有色人種の女性は白人男性と比べて低い希望給与額を設定

カリフォルニア州立大学イーストベイ校の心理学教授で、多様性を専門とするネギン・トゥーシは、オッタのデータは「気の滅入るものだが、意外ではない」とメールで述べた。

「要するに、私たちの社会でステータスが高いのは誰か、仕事がより評価されるのは誰か、昇給を願い出ても反発を受けないのは誰かということだ。女性や有色人種が生まれつきそうした能力だというわけではない。彼らがどう扱われているかが問題なのだ」

希望最低給与額について、トゥーシはこう語る。

「私の考えでは、ほとんどの人が提示する額は、過去に公正な給与額を求めて交渉した際の経験を反映したものだ。過去の交渉で不利な立場に立たされ、欲張りだとか、身のほど知らずだとか、自己主張しすぎだと言われた経験がある人は、低めの額を提示する。一方、給与体系が透明な組織で、公正な給与を受け取ってきた人は、自らのスキルをより高く評価する傾向がある」

実際、これまでの調査でも示されてきたように、女性は、給与交渉であまりに積極的な姿勢を見せると、反感を買う可能性がある。男性の場合は、強気な姿勢で昇給を求めても容認されるが、女性の場合は、女性らしくないと受け止められてしまうのだ。
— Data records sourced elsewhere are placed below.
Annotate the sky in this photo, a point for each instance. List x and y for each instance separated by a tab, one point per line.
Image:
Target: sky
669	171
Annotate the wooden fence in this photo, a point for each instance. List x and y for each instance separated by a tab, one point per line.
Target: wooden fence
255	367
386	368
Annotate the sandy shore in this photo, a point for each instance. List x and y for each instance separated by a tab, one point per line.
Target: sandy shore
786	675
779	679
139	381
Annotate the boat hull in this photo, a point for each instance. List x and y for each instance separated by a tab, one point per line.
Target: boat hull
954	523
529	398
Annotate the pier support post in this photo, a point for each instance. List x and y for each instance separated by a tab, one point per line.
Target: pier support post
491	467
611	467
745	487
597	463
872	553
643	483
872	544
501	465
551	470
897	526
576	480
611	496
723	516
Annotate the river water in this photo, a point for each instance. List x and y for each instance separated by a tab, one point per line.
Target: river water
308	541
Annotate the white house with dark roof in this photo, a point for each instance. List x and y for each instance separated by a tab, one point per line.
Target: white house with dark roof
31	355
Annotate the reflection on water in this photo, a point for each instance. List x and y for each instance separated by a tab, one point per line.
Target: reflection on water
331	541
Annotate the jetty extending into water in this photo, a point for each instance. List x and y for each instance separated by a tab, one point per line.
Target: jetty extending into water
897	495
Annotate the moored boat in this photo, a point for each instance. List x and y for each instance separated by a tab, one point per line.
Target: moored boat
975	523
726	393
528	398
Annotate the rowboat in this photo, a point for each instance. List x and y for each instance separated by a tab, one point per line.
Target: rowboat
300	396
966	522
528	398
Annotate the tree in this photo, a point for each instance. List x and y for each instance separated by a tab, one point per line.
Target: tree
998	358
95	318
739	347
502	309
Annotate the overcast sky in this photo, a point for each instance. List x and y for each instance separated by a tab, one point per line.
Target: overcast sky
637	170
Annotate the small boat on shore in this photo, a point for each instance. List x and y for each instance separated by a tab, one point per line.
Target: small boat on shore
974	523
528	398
さらに有色人種は、ステレオタイプのせいで、より強い反感を買う可能性がある。トゥーシはこう説明する。

「黒人女性は、『生意気』な感じで自己主張することは許容される。しかし、昇進やキャリアアップに関して自己主張すると、途端に抑え込まれてしまう。同様にアジア系女性も、許容される行動と、こうあるべきという行動に関して、相互に矛盾するステレオタイプが存在する。強気であってもいいが、従順であれというわけだ。しかし、根本的な問題はステータスだ。ステータスが低いとみなされる集団の人間が上を目指そうとすると、反発に出会うのだ」

そして人は、反感を買っているとわかれば、それにもとづいて自分の期待を修正する。

仕事を探すときは、自分が働く分野で支払われている一般的な給与額を調べるよう、トゥーシは勧めている。そして「現実的でありつつも野心的な」給与額を提示すると同時に、応募先企業に対して熱意を伝えるべきだと述べる。

とはいえ、不利な扱いを受ける可能性がある側だけに責任があるわけではない。企業側も、敬意と誠意をもって求職者や従業員に接し、組織内の給与格差が存在しないか注意しなくてはならない。

オッタのフランクリンは、企業側はこうした給与格差をできる限り改善するよう努め、求人情報で給与範囲を示すべきだと述べている。